11 But Mary stood weeping outside the tomb. As she wept, she bent over to look* into the tomb; 12and she saw two angels in white, sitting where the body of Jesus had been lying, one at the head and the other at the feet. 13 They said to her, ‘Woman, why are you weeping?’ She said to them, ‘They have taken away my Lord, and I do not know where they have laid him.’ 14 When she had said this, she turned round and saw Jesus standing there, but she did not know that it was Jesus. 15Jesus said to her, ‘Woman, why are you weeping? For whom are you looking?’ Supposing him to be the gardener, she said to him, ‘Sir, if you have carried him away, tell me where you have laid him, and I will take him away.’ 16Jesus said to her, ‘Mary!’ She turned and said to him in Hebrew,* ‘Rabbouni!’ (which means Teacher). 17Jesus said to her, ‘Do not hold on to me, because I have not yet ascended to the Father. But go to my brothers and say to them, “I am ascending to my Father and your Father, to my God and your God.” ’ 18Mary Magdalene went and announced to the disciples, ‘I have seen the Lord’; and she told them that he had said these things to her.

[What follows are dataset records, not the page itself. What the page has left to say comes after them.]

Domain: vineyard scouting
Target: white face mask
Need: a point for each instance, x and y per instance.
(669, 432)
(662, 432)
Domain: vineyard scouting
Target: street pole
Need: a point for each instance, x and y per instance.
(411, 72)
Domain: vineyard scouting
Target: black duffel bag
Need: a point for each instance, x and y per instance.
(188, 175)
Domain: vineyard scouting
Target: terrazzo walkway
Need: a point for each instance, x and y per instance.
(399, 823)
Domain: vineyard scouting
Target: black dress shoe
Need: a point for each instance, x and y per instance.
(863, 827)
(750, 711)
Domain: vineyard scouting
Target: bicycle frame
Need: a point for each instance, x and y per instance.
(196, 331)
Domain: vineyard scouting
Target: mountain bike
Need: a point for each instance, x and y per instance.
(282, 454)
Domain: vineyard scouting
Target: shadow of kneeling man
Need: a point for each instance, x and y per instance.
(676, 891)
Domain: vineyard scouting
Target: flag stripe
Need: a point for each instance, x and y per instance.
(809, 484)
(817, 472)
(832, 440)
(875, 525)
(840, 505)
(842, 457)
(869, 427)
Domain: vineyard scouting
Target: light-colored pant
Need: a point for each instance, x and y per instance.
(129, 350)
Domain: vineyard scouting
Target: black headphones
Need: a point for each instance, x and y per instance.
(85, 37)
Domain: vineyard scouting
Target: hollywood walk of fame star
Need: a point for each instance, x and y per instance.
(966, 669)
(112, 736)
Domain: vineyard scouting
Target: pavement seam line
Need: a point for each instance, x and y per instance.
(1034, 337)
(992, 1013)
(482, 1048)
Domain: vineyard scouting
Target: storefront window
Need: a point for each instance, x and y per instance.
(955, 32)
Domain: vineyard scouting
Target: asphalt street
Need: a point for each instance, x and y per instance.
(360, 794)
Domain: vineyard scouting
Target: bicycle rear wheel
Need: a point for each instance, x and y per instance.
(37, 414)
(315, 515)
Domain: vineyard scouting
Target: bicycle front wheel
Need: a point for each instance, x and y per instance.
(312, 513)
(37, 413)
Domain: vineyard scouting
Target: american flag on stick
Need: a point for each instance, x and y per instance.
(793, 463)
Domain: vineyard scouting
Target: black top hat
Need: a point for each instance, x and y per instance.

“In Christ the reconciliation of the world with God took place. The world will be overcome not by destruction but by reconciliation. Not ideals or programs, not conscience, duty, responsibility, or virtue, but only the consummate love of God can meet and overcome reality. Again, this is accomplished not by a general idea of love, but by the love of God really lived in Jesus Christ. This love of God for the world does not withdraw from reality into noble souls detached from the world, but experienes and suffers the reality of the world at its worst. The world exhausts its rage on the body of Jesus Christ. But the martyred one forgives the world its sins Thus reconciliation takes place. Dietrich Bonhoeffer, Ethics 82-83
Bonhoeffer was a Christian minister, seminary professor, and theologian who was imprisoned and later executed by the Nazis for his resistance to Hitler. His most popular books are The Cost of Discipleship, Life Together, and Letters and Papers from Prison. (1906-1945)
Prayer
Lord Christ, enable me to place my trust in you and so to live in the present moment. So often I forget tht you long for peace and healing in my mind and heart. Your song pierces even my darkest days, and your hands are always, and everywhere, the source of my journey into wholeness and that inner springtime which is your gift alone, Jesus, the Risen One. Amen.